John
No. The input stream may well be non-seekable, which means you can't just
reference a position in there. If you tell us what you're trying to do,
there might be further suggestions.
Uli
--
Sator Laser GmbH
Geschäftsführer: Thorsten Föcking, Amtsgericht Hamburg HR B62 932
> No. The input stream may well be non-seekable, which means you can't just
reference a position in there.
The input stream I wish to copy will always be seekable.

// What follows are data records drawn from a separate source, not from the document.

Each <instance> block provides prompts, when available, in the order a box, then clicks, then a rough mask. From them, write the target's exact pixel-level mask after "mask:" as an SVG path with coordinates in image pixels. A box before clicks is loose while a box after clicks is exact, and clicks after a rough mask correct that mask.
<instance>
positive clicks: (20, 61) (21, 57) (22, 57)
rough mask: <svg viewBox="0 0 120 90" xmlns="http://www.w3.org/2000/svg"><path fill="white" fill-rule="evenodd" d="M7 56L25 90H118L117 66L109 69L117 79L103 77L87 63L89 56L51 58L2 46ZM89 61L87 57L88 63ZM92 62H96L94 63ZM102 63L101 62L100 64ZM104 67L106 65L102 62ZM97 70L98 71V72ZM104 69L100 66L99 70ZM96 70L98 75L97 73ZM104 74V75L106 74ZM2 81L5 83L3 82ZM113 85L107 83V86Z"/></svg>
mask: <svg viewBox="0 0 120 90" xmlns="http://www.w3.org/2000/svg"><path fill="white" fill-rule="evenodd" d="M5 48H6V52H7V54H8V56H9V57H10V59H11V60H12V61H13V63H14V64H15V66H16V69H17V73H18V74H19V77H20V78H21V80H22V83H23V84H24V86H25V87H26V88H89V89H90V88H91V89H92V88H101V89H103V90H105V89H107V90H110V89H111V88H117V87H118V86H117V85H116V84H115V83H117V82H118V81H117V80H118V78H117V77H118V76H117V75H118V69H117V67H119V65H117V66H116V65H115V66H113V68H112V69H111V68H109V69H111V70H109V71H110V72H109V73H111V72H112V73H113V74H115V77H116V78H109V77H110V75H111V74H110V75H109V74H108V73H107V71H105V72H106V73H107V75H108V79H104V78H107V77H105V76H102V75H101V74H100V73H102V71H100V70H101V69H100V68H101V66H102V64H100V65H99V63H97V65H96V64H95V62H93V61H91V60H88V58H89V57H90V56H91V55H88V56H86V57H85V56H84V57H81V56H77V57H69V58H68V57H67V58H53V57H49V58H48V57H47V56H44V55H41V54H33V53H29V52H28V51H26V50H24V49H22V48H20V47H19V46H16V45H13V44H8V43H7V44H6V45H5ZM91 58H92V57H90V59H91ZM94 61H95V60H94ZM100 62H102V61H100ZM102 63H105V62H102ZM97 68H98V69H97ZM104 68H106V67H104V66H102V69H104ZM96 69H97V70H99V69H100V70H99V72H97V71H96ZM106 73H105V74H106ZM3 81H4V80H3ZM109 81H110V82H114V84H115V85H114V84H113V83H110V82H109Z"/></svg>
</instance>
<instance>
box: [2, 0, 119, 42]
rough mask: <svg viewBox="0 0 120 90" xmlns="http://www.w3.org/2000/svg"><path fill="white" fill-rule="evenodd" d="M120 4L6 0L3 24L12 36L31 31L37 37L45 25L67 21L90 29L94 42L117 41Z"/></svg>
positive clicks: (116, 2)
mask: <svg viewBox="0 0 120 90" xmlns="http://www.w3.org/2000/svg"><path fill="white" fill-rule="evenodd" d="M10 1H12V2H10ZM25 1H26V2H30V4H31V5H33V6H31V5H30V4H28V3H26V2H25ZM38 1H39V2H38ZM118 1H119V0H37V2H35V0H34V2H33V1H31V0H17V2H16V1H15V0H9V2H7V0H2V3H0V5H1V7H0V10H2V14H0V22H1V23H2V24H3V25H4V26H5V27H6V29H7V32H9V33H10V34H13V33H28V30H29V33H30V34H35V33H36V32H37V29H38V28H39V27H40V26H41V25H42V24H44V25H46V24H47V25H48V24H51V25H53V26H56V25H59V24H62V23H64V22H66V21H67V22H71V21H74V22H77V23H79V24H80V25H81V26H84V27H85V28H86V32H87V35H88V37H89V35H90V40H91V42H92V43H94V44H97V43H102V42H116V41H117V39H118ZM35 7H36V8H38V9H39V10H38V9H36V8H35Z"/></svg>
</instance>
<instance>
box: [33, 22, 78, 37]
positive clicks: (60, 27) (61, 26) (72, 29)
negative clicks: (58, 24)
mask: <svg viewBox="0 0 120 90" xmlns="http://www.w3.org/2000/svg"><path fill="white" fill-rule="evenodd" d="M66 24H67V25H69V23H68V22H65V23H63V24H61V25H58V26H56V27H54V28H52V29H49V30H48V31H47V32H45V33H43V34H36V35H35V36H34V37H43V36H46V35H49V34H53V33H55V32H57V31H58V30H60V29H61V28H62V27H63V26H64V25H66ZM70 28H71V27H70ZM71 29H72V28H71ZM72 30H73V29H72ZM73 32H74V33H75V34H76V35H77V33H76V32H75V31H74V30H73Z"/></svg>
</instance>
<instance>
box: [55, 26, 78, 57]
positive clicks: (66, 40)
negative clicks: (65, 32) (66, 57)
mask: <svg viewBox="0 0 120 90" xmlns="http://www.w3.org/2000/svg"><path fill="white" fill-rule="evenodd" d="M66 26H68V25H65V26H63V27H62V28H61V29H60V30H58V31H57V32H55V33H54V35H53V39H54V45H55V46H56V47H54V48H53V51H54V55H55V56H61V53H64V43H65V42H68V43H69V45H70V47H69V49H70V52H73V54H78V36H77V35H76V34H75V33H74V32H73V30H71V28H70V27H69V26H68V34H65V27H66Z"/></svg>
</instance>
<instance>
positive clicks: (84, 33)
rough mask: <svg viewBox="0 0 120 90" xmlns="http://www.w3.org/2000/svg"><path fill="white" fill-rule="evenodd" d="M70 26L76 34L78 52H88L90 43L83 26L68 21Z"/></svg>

> If you tell us what you're trying to do, there might be further
suggestions.
I am modifying a language parser. I would like to bury the management of
tellg and seekg into a class.
John
Ah, now it's clear that the "input stream" you mean is the basic_istream type provided in the Standard C++ Library. istream,
ifstream and istrstream are already classes. Note that the iostreams are not part of STL; STL and iostreams are both part of the
Std C++ Lib, though.
I believe that if you use the same string pointer to construct two istrstreams, for instance, you'll get two independently-
traversing stream objects on the same underlying input string.
What do you really need?
Stephan T. Lavavej
Visual C++ Libraries Developer
"Scot T Brennecke" <Sc...@Spamhater.MVPs.org> wrote in message
news:uGZAYbWD...@TK2MSFTNGP04.phx.gbl...
> Note that the iostreams are not part of STL; STL and iostreams are both
part of the Std C++ Lib, though.
I knew that but it completely slipped my mind. What would be a more
appropriate newsgroup for this question?
> What do you really need?
Method rdbuf is what I was looking for.
John
I really meant that to be "FYI". I don't know of a better newsgroup than this one for this type of question.